Payment Terms: Unless otherwise agreed upon, ADVERTISER will be billed in full

upon advertising campaign activation. KCJ will invoice ADVERTISER for all fees

under this Agreement, and ADVERTISER will pay KCJ all invoiced amounts within

30 days after the date of the invoice to KCJ. KCJ may remove any advertisements

and cancel any Agreement, if ADVERTISER is in default of its payment

obligations. Amounts due hereunder do not include taxes or other government

fees, the computation and payment of which (other than taxes on KCJ income) is

the responsibility of



ADVERTISER. Reporting: KCJ will provide monthly reports, at

a minimum, taken directly from the applicable advertising account(s)

demonstrating key metrics such as clicks, impressions and click-through rates.

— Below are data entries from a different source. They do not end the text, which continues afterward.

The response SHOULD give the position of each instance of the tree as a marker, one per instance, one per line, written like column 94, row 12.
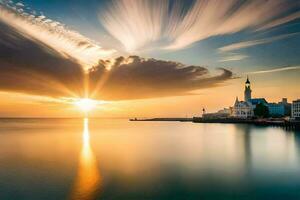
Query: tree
column 261, row 111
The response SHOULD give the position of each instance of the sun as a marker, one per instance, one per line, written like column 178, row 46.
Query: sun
column 86, row 104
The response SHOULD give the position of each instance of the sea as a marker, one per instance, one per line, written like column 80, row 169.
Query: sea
column 117, row 159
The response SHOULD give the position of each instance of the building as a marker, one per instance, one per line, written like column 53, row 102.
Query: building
column 242, row 109
column 280, row 109
column 248, row 91
column 296, row 109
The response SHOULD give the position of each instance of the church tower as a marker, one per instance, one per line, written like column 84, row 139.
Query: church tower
column 247, row 93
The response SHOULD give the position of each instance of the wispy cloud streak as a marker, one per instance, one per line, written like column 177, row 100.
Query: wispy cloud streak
column 280, row 21
column 246, row 44
column 52, row 33
column 276, row 70
column 234, row 57
column 138, row 23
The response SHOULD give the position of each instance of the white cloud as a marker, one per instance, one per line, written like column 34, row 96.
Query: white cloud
column 280, row 69
column 246, row 44
column 56, row 35
column 137, row 24
column 280, row 21
column 234, row 57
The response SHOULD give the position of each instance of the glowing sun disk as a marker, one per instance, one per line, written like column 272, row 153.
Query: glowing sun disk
column 86, row 104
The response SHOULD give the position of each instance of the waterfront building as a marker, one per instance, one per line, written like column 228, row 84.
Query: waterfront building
column 248, row 91
column 242, row 109
column 280, row 109
column 296, row 109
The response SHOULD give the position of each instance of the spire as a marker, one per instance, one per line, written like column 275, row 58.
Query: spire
column 247, row 81
column 236, row 99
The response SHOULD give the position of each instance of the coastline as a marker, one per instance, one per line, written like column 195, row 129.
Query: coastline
column 289, row 125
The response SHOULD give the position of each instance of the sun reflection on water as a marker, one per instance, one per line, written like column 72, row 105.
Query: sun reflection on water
column 88, row 178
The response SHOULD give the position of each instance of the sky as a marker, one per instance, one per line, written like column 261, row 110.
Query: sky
column 145, row 58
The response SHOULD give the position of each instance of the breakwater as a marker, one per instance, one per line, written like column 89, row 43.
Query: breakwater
column 288, row 125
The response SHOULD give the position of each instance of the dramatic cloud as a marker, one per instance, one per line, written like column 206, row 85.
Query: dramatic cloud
column 280, row 21
column 31, row 67
column 280, row 69
column 172, row 25
column 233, row 57
column 28, row 66
column 40, row 57
column 246, row 44
column 67, row 42
column 135, row 77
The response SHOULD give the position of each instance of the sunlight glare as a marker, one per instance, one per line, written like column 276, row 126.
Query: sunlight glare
column 86, row 104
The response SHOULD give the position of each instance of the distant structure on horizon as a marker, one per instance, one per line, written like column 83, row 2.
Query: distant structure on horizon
column 245, row 109
column 296, row 109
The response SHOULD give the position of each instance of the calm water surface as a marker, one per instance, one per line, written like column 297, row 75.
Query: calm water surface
column 117, row 159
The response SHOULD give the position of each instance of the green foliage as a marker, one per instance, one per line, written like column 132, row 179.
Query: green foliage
column 261, row 111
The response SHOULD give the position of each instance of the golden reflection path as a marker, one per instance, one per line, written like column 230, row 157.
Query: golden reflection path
column 88, row 180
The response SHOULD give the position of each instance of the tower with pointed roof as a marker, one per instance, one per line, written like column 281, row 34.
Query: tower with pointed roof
column 247, row 92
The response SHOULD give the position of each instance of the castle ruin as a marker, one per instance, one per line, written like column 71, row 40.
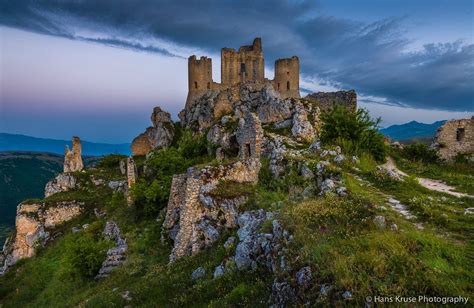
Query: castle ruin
column 242, row 66
column 455, row 137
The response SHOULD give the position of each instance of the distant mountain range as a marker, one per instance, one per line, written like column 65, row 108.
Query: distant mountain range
column 13, row 142
column 412, row 130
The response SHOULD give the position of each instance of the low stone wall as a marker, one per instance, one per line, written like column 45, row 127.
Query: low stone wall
column 32, row 222
column 455, row 137
column 193, row 218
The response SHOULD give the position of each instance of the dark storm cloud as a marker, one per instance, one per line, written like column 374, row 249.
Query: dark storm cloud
column 372, row 57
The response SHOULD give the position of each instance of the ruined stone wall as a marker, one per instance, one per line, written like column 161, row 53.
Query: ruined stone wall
column 287, row 77
column 72, row 158
column 31, row 221
column 244, row 65
column 327, row 100
column 61, row 212
column 193, row 218
column 455, row 137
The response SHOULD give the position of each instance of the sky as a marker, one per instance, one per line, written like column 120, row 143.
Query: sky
column 97, row 68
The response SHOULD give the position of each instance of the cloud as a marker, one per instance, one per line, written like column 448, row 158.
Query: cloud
column 372, row 57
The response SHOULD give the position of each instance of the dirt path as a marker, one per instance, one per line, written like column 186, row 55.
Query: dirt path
column 434, row 185
column 441, row 187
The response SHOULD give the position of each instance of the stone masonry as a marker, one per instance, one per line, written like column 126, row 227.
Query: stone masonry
column 131, row 178
column 249, row 136
column 455, row 137
column 72, row 158
column 158, row 136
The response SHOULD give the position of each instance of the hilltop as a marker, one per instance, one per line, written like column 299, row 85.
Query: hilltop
column 257, row 197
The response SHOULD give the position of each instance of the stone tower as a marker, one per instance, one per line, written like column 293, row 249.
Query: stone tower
column 243, row 65
column 72, row 158
column 287, row 77
column 199, row 76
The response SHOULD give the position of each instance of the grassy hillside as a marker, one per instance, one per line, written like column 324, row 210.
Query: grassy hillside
column 23, row 175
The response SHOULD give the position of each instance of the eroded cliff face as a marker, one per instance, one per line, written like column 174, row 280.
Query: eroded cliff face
column 62, row 182
column 158, row 136
column 455, row 137
column 32, row 226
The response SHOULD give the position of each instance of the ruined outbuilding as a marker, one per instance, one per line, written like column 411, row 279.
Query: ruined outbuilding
column 455, row 137
column 249, row 136
column 72, row 158
column 245, row 65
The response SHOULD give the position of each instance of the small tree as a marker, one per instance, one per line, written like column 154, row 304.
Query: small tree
column 356, row 132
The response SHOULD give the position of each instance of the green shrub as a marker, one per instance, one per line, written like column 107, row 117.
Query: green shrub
column 110, row 161
column 356, row 132
column 419, row 152
column 151, row 192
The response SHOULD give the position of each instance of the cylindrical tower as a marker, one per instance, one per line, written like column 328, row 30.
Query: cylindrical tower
column 199, row 74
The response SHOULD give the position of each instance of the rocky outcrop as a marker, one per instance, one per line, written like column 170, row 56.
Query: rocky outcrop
column 158, row 136
column 116, row 255
column 194, row 218
column 455, row 137
column 62, row 182
column 327, row 100
column 73, row 158
column 61, row 212
column 31, row 225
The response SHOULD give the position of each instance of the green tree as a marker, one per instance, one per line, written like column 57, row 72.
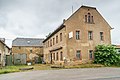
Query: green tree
column 106, row 55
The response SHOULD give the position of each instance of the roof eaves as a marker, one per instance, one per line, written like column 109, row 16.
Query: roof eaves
column 58, row 29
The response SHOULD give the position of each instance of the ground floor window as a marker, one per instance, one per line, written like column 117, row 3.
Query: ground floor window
column 78, row 54
column 90, row 54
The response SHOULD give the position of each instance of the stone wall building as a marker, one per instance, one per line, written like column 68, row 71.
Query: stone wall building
column 75, row 39
column 29, row 48
column 4, row 50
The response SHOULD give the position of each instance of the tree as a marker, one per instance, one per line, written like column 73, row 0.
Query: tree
column 106, row 55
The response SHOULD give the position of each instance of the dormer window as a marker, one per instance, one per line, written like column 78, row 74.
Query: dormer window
column 89, row 18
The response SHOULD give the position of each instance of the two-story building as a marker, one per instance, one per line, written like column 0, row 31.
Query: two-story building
column 27, row 49
column 4, row 50
column 76, row 38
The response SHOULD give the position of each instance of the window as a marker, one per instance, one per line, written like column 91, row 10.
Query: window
column 48, row 43
column 61, row 56
column 53, row 56
column 92, row 19
column 90, row 35
column 60, row 36
column 53, row 41
column 77, row 35
column 85, row 18
column 90, row 54
column 0, row 57
column 57, row 56
column 19, row 47
column 56, row 39
column 101, row 36
column 30, row 51
column 88, row 17
column 78, row 54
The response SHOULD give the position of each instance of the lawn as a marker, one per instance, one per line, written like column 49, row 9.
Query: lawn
column 11, row 69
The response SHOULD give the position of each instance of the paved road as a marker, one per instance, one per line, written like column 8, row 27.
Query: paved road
column 66, row 74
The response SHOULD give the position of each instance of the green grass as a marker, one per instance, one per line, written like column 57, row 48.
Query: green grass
column 84, row 66
column 11, row 69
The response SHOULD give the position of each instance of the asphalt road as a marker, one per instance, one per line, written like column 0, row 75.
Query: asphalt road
column 66, row 74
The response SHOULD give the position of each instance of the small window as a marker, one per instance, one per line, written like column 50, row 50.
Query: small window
column 101, row 36
column 77, row 35
column 85, row 18
column 53, row 56
column 60, row 36
column 53, row 41
column 0, row 57
column 19, row 47
column 78, row 54
column 48, row 43
column 90, row 35
column 92, row 19
column 90, row 54
column 61, row 56
column 57, row 56
column 57, row 39
column 89, row 17
column 30, row 51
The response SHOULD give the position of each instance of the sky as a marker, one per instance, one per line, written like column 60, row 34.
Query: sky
column 37, row 18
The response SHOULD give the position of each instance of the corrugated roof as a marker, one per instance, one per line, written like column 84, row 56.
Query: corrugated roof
column 27, row 42
column 62, row 26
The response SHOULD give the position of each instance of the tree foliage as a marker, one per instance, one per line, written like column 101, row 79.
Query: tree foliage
column 106, row 55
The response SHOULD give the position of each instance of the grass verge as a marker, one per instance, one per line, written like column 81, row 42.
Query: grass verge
column 11, row 69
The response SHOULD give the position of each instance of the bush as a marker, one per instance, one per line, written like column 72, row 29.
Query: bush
column 106, row 55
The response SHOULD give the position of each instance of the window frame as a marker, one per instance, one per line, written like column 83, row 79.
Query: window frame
column 90, row 54
column 101, row 36
column 77, row 34
column 80, row 56
column 90, row 35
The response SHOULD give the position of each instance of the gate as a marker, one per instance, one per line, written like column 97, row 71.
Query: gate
column 20, row 58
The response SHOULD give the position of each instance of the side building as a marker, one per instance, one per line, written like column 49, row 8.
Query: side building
column 4, row 51
column 27, row 50
column 75, row 39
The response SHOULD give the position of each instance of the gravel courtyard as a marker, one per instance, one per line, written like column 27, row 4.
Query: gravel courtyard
column 66, row 74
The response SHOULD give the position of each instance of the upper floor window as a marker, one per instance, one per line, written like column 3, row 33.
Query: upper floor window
column 89, row 18
column 90, row 35
column 61, row 56
column 101, row 36
column 89, row 15
column 60, row 36
column 57, row 57
column 77, row 35
column 78, row 54
column 85, row 18
column 53, row 56
column 50, row 42
column 90, row 54
column 53, row 41
column 57, row 39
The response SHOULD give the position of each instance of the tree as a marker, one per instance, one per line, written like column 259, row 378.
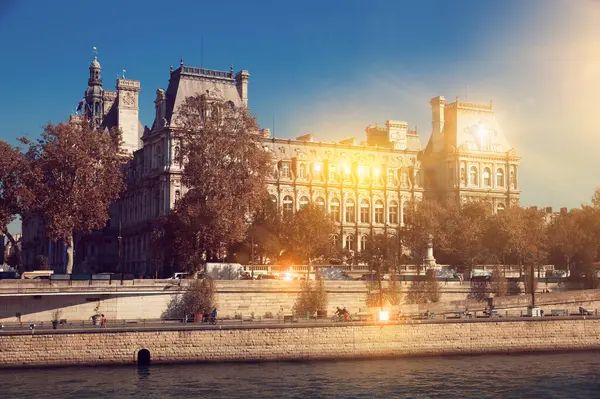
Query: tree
column 78, row 175
column 466, row 226
column 499, row 285
column 424, row 291
column 16, row 195
column 311, row 298
column 224, row 170
column 308, row 233
column 199, row 297
column 41, row 263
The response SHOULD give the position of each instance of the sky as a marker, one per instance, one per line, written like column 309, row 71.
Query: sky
column 332, row 68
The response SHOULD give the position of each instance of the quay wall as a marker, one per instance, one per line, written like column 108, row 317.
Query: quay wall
column 36, row 301
column 332, row 341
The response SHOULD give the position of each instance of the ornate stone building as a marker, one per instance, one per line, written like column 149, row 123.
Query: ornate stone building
column 468, row 156
column 364, row 185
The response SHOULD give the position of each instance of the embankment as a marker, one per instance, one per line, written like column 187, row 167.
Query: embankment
column 333, row 341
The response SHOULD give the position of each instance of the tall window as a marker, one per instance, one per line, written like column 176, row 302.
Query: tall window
column 157, row 156
column 288, row 205
column 473, row 176
column 350, row 211
column 379, row 211
column 363, row 243
column 391, row 177
column 285, row 170
column 333, row 173
column 302, row 171
column 393, row 212
column 335, row 209
column 350, row 242
column 335, row 239
column 500, row 178
column 365, row 210
column 320, row 202
column 303, row 201
column 404, row 178
column 487, row 177
column 405, row 213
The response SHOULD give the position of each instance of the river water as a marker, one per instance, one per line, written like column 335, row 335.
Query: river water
column 568, row 375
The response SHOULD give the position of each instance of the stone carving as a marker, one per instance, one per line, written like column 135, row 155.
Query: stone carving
column 160, row 95
column 127, row 99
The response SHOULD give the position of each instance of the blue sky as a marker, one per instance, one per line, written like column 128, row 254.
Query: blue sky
column 333, row 67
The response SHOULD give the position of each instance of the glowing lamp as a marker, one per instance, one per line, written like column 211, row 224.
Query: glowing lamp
column 384, row 315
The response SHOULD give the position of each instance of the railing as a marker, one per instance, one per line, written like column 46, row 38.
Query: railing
column 207, row 72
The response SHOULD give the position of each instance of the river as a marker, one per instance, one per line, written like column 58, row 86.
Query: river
column 565, row 375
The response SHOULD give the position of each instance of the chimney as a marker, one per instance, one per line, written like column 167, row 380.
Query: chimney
column 241, row 83
column 437, row 114
column 161, row 107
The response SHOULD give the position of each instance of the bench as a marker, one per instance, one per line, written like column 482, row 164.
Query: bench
column 585, row 312
column 559, row 312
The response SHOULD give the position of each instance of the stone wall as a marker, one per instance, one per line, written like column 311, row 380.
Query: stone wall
column 333, row 341
column 79, row 300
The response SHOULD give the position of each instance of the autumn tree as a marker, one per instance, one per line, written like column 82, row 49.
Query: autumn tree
column 16, row 195
column 499, row 285
column 466, row 227
column 78, row 171
column 224, row 171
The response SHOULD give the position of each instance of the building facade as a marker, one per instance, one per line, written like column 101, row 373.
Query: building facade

ADVERTISERS will only be privy to results of their individual advertising or

the cumulative results of their program when sponsoring a cooperative

initiative. Independent Status: The parties intend that an independent

contractor relationship will be created by this Agreement. Nothing in this

Agreement shall be construed as making the parties joint venturers or as making

either party or any of its employees the employee of the other. Covenant Not to

Divert: During the term of this agreement and for a period of one (1) year

thereafter, the parties will not directly or indirectly solicit, induce,

attempt to induce, or endeavor to entice away any employee of the other party,

whether for their own account or for the account of a third party.